Question: Limiting variants from WGS to GWAS regions to get more significant cis/trans eQTLs
gravatar for Milos Pjanic
3.9 years ago by
Milos Pjanic30
Stanford University
Milos Pjanic30 wrote:

I have ~60 WGS and RNA-Seq samples which should be sufficient to analyze cis-eQTLs, however not sufficient for the trans-eQTLs. I am wondering would it be reasonable to preselect variants from vcfs that fall into certain genomic regions, as I am really interested in a particular GWAS category. So after selecting lead plus LD GWAS variants or lead GWAS variants plus all variants in some +/- window, and performing Matrix eQTL, the corrected p-values would become more significant as I am performing less tests, thus I would I get more significant cis and trans eQTLs? Is this statistically correct to do?

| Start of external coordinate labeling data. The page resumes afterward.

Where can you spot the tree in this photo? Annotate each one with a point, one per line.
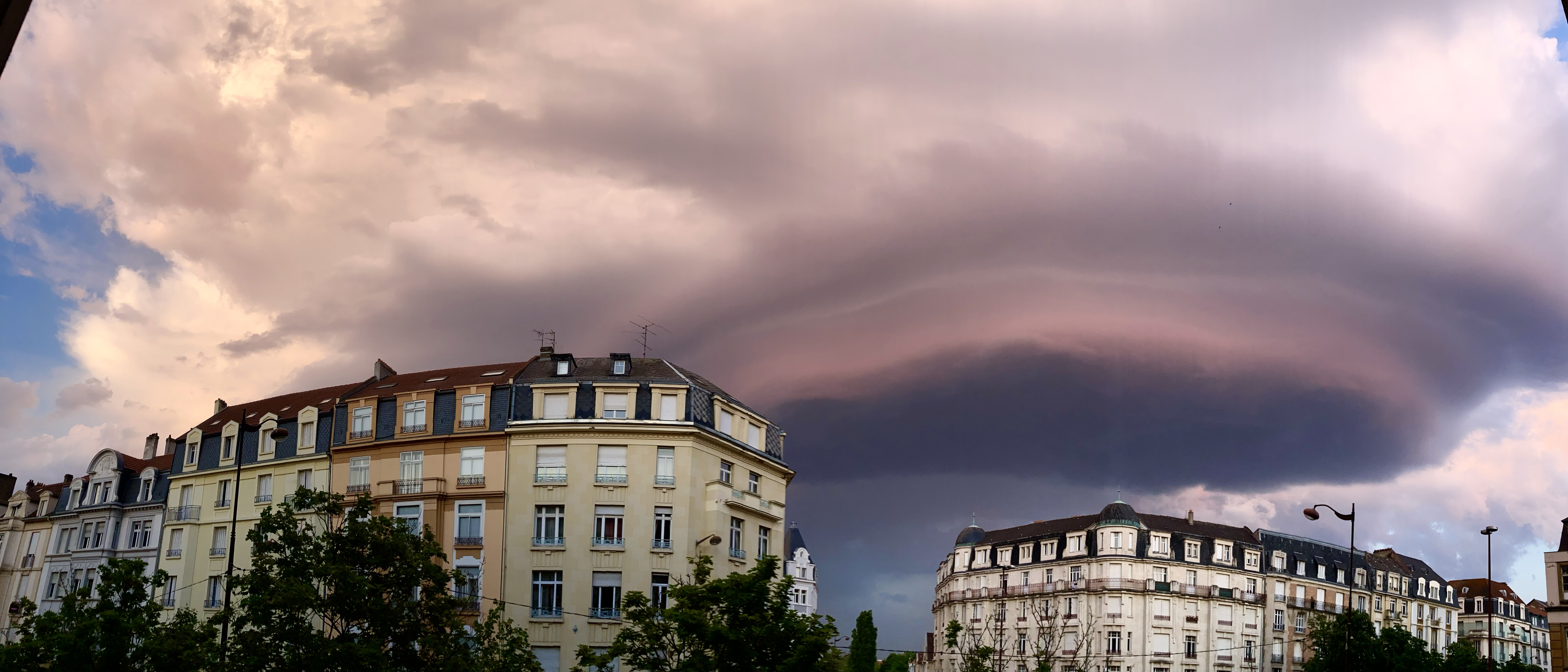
(117, 626)
(894, 663)
(335, 590)
(863, 645)
(736, 623)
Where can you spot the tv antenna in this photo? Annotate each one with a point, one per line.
(645, 330)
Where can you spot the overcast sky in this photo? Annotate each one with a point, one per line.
(979, 259)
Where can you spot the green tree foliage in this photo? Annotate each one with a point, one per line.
(863, 645)
(339, 590)
(736, 623)
(894, 663)
(117, 627)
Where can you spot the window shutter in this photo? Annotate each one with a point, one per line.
(553, 457)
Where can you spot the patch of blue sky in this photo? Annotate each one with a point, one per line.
(48, 248)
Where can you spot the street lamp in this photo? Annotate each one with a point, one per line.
(1487, 602)
(1351, 577)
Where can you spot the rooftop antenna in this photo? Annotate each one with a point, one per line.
(643, 331)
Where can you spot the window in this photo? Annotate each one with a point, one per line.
(609, 526)
(412, 472)
(612, 464)
(556, 406)
(473, 411)
(471, 522)
(606, 596)
(549, 526)
(365, 424)
(471, 466)
(615, 405)
(664, 519)
(549, 464)
(412, 514)
(548, 594)
(665, 467)
(415, 416)
(358, 475)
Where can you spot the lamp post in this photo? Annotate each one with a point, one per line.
(1351, 576)
(1487, 602)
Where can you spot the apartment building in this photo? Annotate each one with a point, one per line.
(226, 471)
(1495, 618)
(430, 449)
(617, 471)
(114, 511)
(1119, 590)
(26, 530)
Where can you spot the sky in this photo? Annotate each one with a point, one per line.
(984, 261)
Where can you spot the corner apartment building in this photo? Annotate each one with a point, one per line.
(226, 471)
(114, 511)
(24, 536)
(617, 471)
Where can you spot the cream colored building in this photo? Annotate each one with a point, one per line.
(617, 471)
(209, 497)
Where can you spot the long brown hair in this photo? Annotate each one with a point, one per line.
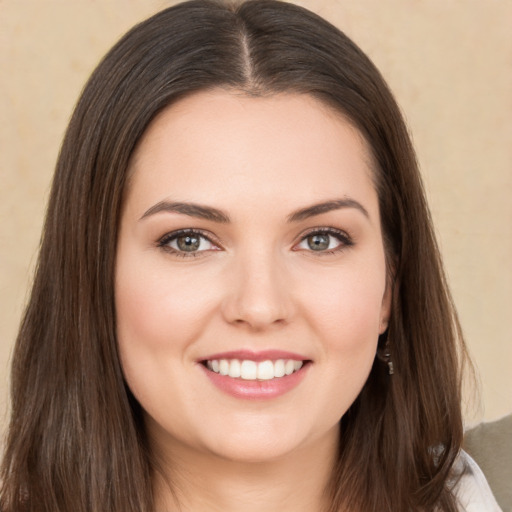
(76, 441)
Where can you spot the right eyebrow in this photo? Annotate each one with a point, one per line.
(191, 209)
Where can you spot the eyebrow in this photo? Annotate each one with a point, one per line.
(215, 215)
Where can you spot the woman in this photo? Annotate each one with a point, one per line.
(239, 302)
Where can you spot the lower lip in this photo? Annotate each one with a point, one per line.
(257, 389)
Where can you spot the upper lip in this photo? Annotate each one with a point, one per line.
(263, 355)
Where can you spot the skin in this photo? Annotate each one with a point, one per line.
(257, 285)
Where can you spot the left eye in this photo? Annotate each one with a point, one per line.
(324, 241)
(187, 242)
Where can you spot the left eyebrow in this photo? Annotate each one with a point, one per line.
(317, 209)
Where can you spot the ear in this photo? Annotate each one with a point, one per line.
(385, 310)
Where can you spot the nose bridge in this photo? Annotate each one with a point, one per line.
(257, 295)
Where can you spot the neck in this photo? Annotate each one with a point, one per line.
(203, 481)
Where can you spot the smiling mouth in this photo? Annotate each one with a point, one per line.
(247, 369)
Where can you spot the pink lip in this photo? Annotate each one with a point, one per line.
(256, 389)
(263, 355)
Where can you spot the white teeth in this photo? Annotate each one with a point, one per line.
(248, 370)
(266, 370)
(223, 366)
(234, 369)
(251, 370)
(279, 368)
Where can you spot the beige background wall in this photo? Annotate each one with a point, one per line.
(449, 63)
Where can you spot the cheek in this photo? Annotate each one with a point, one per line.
(158, 309)
(346, 308)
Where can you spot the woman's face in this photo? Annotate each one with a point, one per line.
(250, 247)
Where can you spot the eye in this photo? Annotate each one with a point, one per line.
(325, 240)
(186, 242)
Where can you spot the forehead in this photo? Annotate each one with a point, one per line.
(216, 144)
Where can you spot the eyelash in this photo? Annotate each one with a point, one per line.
(341, 236)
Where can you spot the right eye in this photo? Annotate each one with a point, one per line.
(187, 243)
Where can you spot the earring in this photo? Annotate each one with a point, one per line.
(384, 354)
(387, 359)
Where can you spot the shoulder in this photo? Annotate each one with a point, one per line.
(471, 489)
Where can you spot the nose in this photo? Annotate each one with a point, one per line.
(258, 292)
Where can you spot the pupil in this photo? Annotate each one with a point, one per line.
(318, 242)
(188, 243)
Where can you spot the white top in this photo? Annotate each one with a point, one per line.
(473, 491)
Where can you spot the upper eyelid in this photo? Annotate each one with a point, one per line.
(172, 235)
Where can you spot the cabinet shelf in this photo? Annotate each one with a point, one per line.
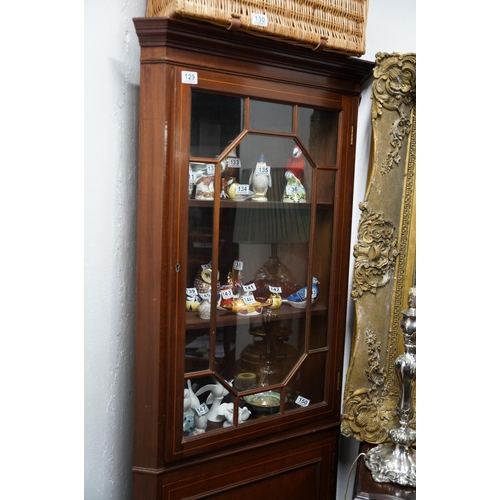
(226, 318)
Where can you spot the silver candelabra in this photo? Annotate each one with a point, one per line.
(396, 462)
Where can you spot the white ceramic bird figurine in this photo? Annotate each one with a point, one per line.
(217, 394)
(200, 421)
(295, 164)
(294, 190)
(260, 179)
(299, 298)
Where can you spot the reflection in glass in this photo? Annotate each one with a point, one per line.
(318, 130)
(216, 120)
(270, 116)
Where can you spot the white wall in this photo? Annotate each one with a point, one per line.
(111, 106)
(111, 91)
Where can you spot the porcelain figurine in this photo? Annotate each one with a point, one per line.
(299, 298)
(275, 300)
(229, 173)
(217, 393)
(200, 421)
(227, 411)
(193, 300)
(188, 420)
(260, 179)
(204, 309)
(294, 171)
(241, 308)
(205, 188)
(203, 280)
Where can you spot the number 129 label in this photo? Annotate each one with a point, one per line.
(190, 77)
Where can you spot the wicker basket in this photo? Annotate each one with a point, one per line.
(336, 25)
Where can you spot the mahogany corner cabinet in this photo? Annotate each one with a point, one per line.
(245, 179)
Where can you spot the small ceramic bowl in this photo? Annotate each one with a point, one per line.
(264, 403)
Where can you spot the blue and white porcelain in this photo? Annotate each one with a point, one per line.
(299, 298)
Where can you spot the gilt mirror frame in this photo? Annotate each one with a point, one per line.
(385, 253)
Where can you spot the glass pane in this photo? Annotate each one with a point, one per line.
(216, 120)
(270, 116)
(322, 243)
(208, 404)
(265, 262)
(257, 321)
(198, 279)
(318, 130)
(307, 387)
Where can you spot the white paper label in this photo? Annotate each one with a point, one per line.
(249, 288)
(248, 299)
(263, 170)
(301, 401)
(190, 77)
(202, 409)
(243, 189)
(234, 163)
(259, 20)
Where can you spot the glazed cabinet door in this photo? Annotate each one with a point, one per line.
(256, 167)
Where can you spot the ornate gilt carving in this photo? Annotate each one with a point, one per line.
(375, 252)
(384, 266)
(365, 408)
(394, 90)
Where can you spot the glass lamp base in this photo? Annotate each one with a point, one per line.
(393, 463)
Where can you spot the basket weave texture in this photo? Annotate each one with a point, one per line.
(336, 25)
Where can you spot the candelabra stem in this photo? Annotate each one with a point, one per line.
(396, 462)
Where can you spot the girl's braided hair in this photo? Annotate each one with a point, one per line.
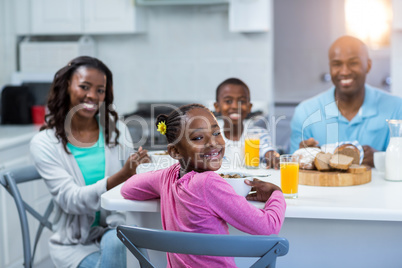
(174, 121)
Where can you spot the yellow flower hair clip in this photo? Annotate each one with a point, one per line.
(162, 127)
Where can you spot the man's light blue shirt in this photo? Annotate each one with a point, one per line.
(319, 118)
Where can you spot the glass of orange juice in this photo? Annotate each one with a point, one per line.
(289, 175)
(252, 148)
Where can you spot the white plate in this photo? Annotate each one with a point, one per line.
(238, 184)
(161, 160)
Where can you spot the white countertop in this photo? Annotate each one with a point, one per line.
(378, 200)
(12, 135)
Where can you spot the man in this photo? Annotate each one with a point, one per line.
(350, 111)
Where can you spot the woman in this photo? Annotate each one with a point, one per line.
(78, 152)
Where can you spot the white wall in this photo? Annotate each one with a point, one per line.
(185, 53)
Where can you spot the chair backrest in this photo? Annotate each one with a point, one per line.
(268, 248)
(9, 180)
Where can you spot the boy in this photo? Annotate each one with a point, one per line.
(233, 103)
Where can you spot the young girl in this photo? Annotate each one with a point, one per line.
(233, 104)
(196, 199)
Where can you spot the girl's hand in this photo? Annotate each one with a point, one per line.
(263, 190)
(135, 159)
(272, 159)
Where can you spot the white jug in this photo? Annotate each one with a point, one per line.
(393, 156)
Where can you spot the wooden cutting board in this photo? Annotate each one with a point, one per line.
(333, 178)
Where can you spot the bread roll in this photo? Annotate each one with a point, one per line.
(340, 161)
(321, 161)
(357, 168)
(306, 157)
(349, 150)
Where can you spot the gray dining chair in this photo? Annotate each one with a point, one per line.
(138, 239)
(9, 179)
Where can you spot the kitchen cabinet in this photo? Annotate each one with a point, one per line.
(60, 17)
(250, 16)
(397, 20)
(14, 151)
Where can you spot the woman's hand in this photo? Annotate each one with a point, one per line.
(135, 159)
(262, 190)
(129, 168)
(272, 159)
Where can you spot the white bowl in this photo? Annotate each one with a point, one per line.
(379, 161)
(238, 184)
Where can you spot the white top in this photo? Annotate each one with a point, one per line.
(379, 200)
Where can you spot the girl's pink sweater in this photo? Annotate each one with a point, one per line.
(203, 203)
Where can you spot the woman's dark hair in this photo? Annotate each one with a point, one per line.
(232, 81)
(58, 102)
(174, 121)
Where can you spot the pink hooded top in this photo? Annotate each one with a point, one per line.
(203, 203)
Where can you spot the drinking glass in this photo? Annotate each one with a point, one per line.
(252, 148)
(289, 175)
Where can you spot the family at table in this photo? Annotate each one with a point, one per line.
(80, 148)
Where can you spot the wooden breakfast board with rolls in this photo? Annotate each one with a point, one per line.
(326, 169)
(334, 178)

rna-seq snp eqtl • 1.4k views
ADD COMMENTlink modified 2.8 years ago by Vincent Laufer1.1k • written 3.9 years ago by Milos Pjanic30
gravatar for Vincent Laufer
2.8 years ago by
Vincent Laufer1.1k
United States
Vincent Laufer1.1k wrote:


Too bad I only saw this now. Yes, this is a perfectly reasonable approach to take. It may be helpful to also look at (matched or unmatched) portions of the genome that you expect to be irrelevant in order to assess the distribution of your test statistics.

Having said that, there is nothing wrong with restricting the data that you will analyze to relevant regions.

Also, it may benefit you to know that this type of logic has a name and is widely used for further research if you like. It is called extrinsic filtering of your data, which just means that you are using outside data (in this case prior GWAS results) to filter or trim down your data. You also describe an intrinsic filtering mechanism, when you describe limiting your search to variants in LD. This is intrinsic because it represents further filtering of your data based calculations generated from the data itself.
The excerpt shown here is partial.